La poesía de Penna se erige en una convergencia verdaderamente peculiar: la precisa tradición grecolatina del epigrama erótico, con una serie de fulguraciones del carpe diem se entreteje con esa tendencia al silencio y a la extrema condensación que guía una de las vetas más perdurables de la poesía del siglo XX: en un registro distinto, Ungaretti es un célebre representante de esta línea. Tan lejos de la tentación barroca como del coloquialismo, la lengua de Penna prefiere esa deliberada pobreza de medios que Brodsky festejaba en Kavafis; en la adjetivación de El viajero insomne las sandías son “rojas”; la terraza, “alta”. Pobreza de medios y condensación extrema: en esa conjunción se cuaja la opacidad sustancial que envuelve sus poemas, más como un cegador destello que como un defecto de luz. Un erotismo obsesivo, nada sensual, que contamina todo el paisaje y disuelve toda subjetividad: por eso, a diferencia de Kavafis, a quien puede recordar por momentos, no hay melancolía por la pérdida de una belleza pasada, sino sufrimiento -y euforia- por la tensión de ese presente perpetuo que no se resuelve. Y cruzando por todo ello hay una música de canción popular, que acentúa la nostalgia por una pureza sin inocencia que está siempre en otra parte, y cuya búsqueda es un camino de necesaria soledad.
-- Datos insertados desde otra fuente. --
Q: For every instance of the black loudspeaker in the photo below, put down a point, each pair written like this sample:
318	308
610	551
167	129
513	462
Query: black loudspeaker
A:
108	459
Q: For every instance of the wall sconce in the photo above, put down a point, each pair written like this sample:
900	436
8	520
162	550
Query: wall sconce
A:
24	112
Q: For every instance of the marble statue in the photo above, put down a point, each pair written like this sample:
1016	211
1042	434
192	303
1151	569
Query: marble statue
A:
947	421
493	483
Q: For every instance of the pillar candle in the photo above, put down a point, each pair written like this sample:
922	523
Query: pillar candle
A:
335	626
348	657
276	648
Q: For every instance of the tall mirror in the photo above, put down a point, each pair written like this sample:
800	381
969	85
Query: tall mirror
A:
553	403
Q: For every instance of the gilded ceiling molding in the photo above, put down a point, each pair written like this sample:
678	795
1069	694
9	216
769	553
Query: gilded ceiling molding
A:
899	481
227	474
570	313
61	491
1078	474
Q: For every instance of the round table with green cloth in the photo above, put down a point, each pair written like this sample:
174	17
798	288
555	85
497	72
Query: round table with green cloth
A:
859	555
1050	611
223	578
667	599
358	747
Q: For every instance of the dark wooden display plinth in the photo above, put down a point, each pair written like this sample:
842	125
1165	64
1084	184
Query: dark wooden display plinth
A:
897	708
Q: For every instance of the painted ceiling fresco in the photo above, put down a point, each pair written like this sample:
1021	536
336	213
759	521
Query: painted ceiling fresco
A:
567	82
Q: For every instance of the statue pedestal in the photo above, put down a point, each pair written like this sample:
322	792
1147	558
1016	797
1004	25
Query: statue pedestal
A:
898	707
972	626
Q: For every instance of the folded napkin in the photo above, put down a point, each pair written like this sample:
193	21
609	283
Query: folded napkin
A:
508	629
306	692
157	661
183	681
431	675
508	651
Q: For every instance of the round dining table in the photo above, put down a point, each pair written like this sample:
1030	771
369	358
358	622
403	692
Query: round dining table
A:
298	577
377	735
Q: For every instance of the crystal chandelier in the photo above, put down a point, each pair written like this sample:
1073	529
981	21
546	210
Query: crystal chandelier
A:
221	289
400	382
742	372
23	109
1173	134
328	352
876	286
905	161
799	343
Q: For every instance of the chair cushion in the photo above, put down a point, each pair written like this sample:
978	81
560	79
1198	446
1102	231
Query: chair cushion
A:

Una música en la que, también, puede resonar la ironía, como en el poema que empieza “Cuando la esbelta lechera…”
Estamos tan cerca de las miradas de reojo de Baudelaire como de los patéticos aspavientos de las criaturas de Samuel Beckett. Con su pobreza, con su erotismo sin sensualidad, con sus deslumbrantes contrastes de luz, Penna es un vagabundo al que la masa atrae y espanta, como en el último poema de El viajero insomne,el que no se integra entre la multitud que sale de la cancha, pero no con desdén ni superioridad, al contrario: con la angustia de no poder ser alguien, otro, uno. Así se va disolviendo en nada, en nadie, en un resto de conciencia que, sin embargo, encuentra “injusto” el tener que morir. El poema, precisamente, es el documento de esa resistencia y de su pobre, gloriosa victoria.